It's time to dig deep within ourselves and get a little mushy.
I feel, well I know, that I have a passion for both entrepreneurship and medicine. Both passions are very time and labor intensive and to most people seem like two mutually exclusive passions, with no room to pursue both. Ideally, however, I'd be able to mesh the two and pursue an entrepreneurial project with a medical flavor.
I'm at a fork in my life's road right now. Look down one path and you see a long arduous road to M.D.-ship. I feel that being a doctor, you acquire an invaluable ability to help people directly, helping them retain, maintain, and improve the most precious attribute to human nature - life. Everyday, you're helping people grasp and grip onto their last thread. In my opinion, there's great fulfillment found in knowing that you're saving a brother, a son, etc., but it requires roughly a decade or more of your life, depending on specialty. Drive down the alternate path, and you get an exciting adrenaline filled life with extreme highs and extreme lows. You're out on your own leading a team to success during your youthful years. You're on the bleeding edge of tech, steering the ship into newly found waters with the hopes of finding untouched hordes of fish just waiting to get caught. And if you find yourself in dead waters, you refocus, and make way in a new direction full force. But zooming out, in the end, it's just a web page, a new widget, etc. Not to belittle the whole field, because God knows I love it all, but do you find fulfillment in that? Do you feel that you are using your life to fulfill an honorable purpose?

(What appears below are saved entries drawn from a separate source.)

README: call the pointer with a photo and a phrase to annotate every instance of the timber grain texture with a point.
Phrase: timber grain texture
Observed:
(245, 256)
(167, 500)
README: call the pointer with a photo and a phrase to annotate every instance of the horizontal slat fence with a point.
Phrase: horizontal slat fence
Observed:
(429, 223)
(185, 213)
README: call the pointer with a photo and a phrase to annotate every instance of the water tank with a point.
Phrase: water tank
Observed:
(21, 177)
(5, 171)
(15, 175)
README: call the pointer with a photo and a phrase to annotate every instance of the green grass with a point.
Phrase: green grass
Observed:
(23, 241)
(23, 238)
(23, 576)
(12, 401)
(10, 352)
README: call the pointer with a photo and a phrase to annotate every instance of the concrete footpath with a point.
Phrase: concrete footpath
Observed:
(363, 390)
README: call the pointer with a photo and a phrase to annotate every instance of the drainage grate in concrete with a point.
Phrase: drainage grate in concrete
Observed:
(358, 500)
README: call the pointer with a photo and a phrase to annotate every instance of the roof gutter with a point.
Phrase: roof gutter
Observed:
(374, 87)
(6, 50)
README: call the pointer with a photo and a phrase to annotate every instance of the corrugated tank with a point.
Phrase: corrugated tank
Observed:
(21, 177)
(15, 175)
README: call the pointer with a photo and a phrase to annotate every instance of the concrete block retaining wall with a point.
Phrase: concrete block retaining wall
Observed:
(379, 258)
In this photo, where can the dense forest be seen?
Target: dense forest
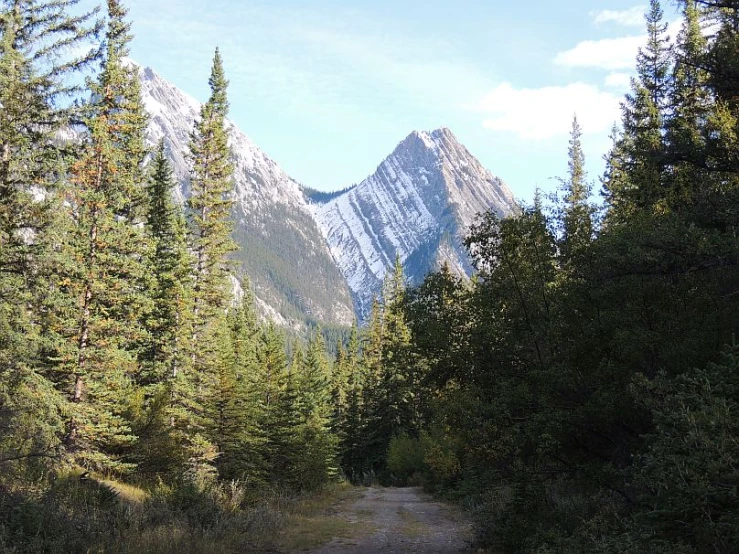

I feel that if I give up medicine, I'd be giving up a chance to truly help people, and have a direct and positive effect on others, yet if I pursue it, I'll be missing out on the young exciting 'I make my own rules' type of entrepreneurial life I've always dreamed of living. Hopefully, I can drill my way down the middle of the fork and forge my own path.
EDIT: I'm not just asking for advice. I'm curious as to find out what people in the tech entrepreneurship field feel towards the purpose they're working to accomplish.
I could paint an equally distorted portrait of both fields: Do you want to be stuck at an HMO, explaining to crabby hypochondriacs that you can't just give them a script for oxycontin based on website printout they are waving in your face? Or would you rather stay up until 4 am every night restarting the server while your business partner tweets about doing shots next to Arrington at 111 Minna?
Anyway, that was mainly an exercise in creative writing. The only real advice I have is that if you have any inclination to do work in a medical related field, it is a good idea to have an MD. I've worked on biomedical software projects and was always just a paid lackey.
I knew a kid in boston in medical school who ran a successful web-based startup part-time while he was in medical school. He was a "kid" too, I believe he was 18 or 19 years old. Thanks for bringing this up, I should see where that guy is now.